18 de novembro de 2023 a 16 de junho de 2024

“Quando o sertão ganhou o mar – A obra de Humberto Teixeira” retrata a vida e a obra do compositor cearense. Natural de Iguatu, Humberto Teixeira (1915 – 1979) ficou conhecido por sua parceria musical com Luiz Gonzaga na difusão do baião. Com curadoria de Lu Basile, a exposição oferece um passeio pela trajetória pessoal e profissional do artista. 

A exposição conduz os visitantes por diversos temas, passando pela história do Brasil e da música brasileira, as parcerias com Luiz Gonzaga e Lauro Maia, seu processo de composição, a vida no Rio de Janeiro, a atuação política e a luta pela valorização da música nacional. Estão expostos itens do acervo pessoal do artista, como registros de trabalhos inéditos, fotos, instrumentos musicais e objetos. Com expografia de André Scarlazzari, a exposição leva Humberto Teixeira ao público do MIS por meio de textos, imagens, música, dança, árvores, pássaros e outras delicadezas surpreendentes, em uma exposição interativa, criativa e emocionante. Complementando a exposição, há uma instalação sonora na praça do MIS chamada “Varei mais de vinte serras”, de Clau Aniz. 

A coleção Humberto Teixeira

A coleção Humberto Teixeira, hoje sob a guarda do Museu da Imagem e do Som do Ceará, foi adquirida pela Secretaria de Cultura do Ceará em dezembro de 2015. Formado em Direito e tendo sido um dos principais parceiros de Luiz Gonzaga, o “doutor do baião” também atuou como político.
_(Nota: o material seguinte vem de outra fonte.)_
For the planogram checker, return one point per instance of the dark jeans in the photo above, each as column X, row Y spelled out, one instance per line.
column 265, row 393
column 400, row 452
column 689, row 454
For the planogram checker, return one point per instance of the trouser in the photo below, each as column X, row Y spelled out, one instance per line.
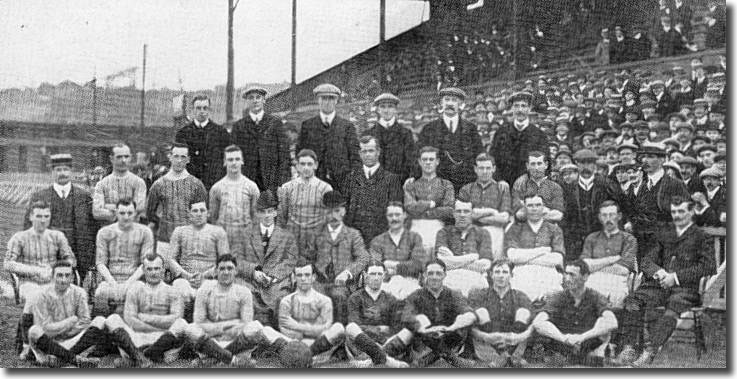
column 650, row 295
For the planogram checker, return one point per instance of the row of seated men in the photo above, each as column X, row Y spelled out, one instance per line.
column 679, row 256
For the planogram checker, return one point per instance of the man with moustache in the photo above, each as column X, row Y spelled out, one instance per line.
column 679, row 256
column 513, row 142
column 458, row 140
column 233, row 200
column 121, row 184
column 369, row 190
column 71, row 212
column 398, row 150
column 205, row 140
column 582, row 200
column 649, row 209
column 333, row 139
column 264, row 143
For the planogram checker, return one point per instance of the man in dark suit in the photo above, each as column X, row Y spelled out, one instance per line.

Eleito deputado federal, lutou pela lei do direito autoral e viabilizou, com a Lei Humberto Teixeira, a realização de caravanas de artistas para divulgar a música brasileira no exterior. A coleção, cujos itens são vestígios de aspectos de sua vida pessoal e sua trajetória na música e na política, é composta por livros, revistas, fotografias, discos, álbuns de recortes, projetos de leis, partituras, documentos e objetos pessoais do compositor cearense. A exposição que o MIS agora apresenta é um recorte deste vasto e precioso acervo.

“Quando o sertão ganhou o mar apresenta Humberto Teixeira, compositor cearense, nascido em Iguatu e introdutor do baião que, junto com Luiz Gonzaga, abalou as placas tectônicas da música brasileira, até então, sul-centrada e sob o reinado do samba. O baião e o ativismo político de Humberto representaram uma espécie de contrafluxo às caravelas, chegando sua música aos continentes e sendo uma das mais gravadas na Europa, na década de 1950. 

Humberto Teixeira é uma personalidade multifacetada e, como tal, de complexidade, que, ao mesmo tempo, dificulta e enriquece a busca de sua compreensão. Formou-se advogado e, desde a infância, a música, a poesia e o gosto pelas letras sempre o acompanharam. Era brilhante, boêmio e agregador. Ele próprio parece ser a síntese desse fluxo sertão-mar, onde coexistem a simplicidade e elegância do tempo da natureza, da memória e o ativismo político-cosmopolita em defesa da arte e dos artistas.       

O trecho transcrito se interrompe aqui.